A quick example of finding a real need: say you notice a high percentage of your homebound clients are suffering from nutritional deficiencies. You dig in and learn they are not receiving healthy meals. You look at your community and find a food bank that delivers, but not in the neighborhoods where most of your clients live. Now you have found a genuine unmet need, and a clear case for funding.
Get goals and objectives right
These two get confused constantly. A goal is broad and abstract, usually one per project. An objective is specific, measurable, and time-bound.
Compare these:
- Goal: "Our after-school program will help children read better."
- SMART objective: "Our after-school remedial reading program will assist 50 children in improving their reading scores by one grade level, as demonstrated by standardized reading tests administered after six months."
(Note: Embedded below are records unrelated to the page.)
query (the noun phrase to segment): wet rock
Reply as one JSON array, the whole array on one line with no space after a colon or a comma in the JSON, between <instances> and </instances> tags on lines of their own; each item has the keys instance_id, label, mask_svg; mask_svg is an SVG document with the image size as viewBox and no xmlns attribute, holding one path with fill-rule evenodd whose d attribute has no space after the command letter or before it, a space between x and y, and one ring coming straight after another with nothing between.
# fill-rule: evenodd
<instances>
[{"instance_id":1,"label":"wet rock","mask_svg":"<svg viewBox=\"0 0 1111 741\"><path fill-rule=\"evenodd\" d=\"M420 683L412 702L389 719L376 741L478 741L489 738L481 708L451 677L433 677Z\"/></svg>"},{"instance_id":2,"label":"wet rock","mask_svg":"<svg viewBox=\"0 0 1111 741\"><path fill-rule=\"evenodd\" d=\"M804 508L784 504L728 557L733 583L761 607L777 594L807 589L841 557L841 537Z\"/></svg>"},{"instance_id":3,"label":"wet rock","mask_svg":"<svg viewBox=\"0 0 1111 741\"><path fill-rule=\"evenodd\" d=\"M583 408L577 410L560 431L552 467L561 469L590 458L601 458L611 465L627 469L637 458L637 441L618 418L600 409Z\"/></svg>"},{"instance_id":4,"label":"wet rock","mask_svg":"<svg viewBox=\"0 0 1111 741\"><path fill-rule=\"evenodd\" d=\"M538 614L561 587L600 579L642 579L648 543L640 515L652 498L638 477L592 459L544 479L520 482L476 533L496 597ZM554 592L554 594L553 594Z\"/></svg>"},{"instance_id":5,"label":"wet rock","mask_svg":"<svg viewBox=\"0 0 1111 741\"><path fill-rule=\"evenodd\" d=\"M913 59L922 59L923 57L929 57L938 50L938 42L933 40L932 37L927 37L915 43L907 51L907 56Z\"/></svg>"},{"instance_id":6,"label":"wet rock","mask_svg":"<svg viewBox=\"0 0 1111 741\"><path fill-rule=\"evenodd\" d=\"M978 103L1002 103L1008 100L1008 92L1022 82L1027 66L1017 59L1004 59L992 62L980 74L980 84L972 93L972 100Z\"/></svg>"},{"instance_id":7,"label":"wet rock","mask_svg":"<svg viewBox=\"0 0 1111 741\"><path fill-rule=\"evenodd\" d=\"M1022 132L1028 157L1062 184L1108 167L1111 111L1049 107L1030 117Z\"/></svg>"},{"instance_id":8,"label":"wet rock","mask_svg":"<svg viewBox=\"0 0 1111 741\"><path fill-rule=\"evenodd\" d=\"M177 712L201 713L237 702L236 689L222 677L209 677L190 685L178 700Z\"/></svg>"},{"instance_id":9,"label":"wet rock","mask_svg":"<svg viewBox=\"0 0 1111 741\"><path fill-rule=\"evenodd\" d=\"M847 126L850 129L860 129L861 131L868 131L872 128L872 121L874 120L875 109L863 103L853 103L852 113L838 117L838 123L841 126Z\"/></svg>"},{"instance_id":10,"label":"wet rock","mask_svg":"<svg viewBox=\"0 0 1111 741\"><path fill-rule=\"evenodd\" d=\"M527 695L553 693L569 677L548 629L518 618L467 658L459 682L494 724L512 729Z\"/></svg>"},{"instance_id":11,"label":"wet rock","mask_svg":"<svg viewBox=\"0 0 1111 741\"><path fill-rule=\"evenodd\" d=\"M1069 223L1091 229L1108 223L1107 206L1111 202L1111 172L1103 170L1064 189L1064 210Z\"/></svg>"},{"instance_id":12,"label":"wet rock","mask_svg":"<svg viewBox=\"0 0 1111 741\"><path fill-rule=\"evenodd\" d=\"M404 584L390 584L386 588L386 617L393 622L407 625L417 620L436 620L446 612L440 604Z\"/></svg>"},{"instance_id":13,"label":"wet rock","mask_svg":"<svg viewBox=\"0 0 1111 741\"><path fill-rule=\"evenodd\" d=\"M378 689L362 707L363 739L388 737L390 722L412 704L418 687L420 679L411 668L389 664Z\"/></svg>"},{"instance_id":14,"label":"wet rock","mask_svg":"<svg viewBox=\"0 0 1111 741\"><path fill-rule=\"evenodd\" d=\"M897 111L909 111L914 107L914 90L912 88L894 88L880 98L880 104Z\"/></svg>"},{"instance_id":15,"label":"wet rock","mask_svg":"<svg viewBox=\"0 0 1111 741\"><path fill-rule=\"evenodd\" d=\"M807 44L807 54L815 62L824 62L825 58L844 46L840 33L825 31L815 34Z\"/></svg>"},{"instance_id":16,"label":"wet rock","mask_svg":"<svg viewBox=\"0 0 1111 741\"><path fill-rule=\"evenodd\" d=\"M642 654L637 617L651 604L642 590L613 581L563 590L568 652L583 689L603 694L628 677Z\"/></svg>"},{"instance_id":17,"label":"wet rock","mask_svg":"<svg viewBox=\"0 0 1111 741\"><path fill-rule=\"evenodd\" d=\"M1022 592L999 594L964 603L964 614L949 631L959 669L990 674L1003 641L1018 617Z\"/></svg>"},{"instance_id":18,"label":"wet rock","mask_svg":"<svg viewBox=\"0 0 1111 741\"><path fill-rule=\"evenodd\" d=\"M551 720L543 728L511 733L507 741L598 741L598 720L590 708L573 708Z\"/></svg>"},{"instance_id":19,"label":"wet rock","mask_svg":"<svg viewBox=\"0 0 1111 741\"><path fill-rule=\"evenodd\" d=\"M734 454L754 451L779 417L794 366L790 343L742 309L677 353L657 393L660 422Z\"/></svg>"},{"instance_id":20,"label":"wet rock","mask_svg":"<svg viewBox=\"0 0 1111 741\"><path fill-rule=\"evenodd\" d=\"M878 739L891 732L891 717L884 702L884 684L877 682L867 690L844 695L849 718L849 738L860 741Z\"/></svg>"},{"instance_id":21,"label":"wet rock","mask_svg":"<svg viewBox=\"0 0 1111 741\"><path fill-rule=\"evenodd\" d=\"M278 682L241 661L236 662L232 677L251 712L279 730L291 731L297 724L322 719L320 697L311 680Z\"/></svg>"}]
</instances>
Keep objectives SMART: Specific, Measurable, Achievable, Relevant, and Time-bound. And remember that funders increasingly fund outcomes (the changes in knowledge, behavior, or condition) rather than outputs (the units of service you deliver, like "8 sessions for 20 people").
Respect the money details
Direct costs are attributed straight to the project, like project staff salaries or clinic medication. Indirect or administrative costs run the organization and only indirectly support the project, like a share of electricity or the audit. Government funders often cap admin at 10 to 20% of the budget, so know that number before you build your budget. In-kind contributions (donated goods, services, space, or volunteer time) can count toward a required match.
What to do next
Stop chasing every grant that appears. Instead, get ready, research fit, build your small team, and write to the funder as the partner they are. Not sure where your organization stands on grant-readiness? Take our quick assessment to see which gaps to close first.
Your challenge this week
Pick one funder you are considering and write a single paragraph statement of need in community terms, using at least one real data point and one client story. Do not mention your organization's funding gap once.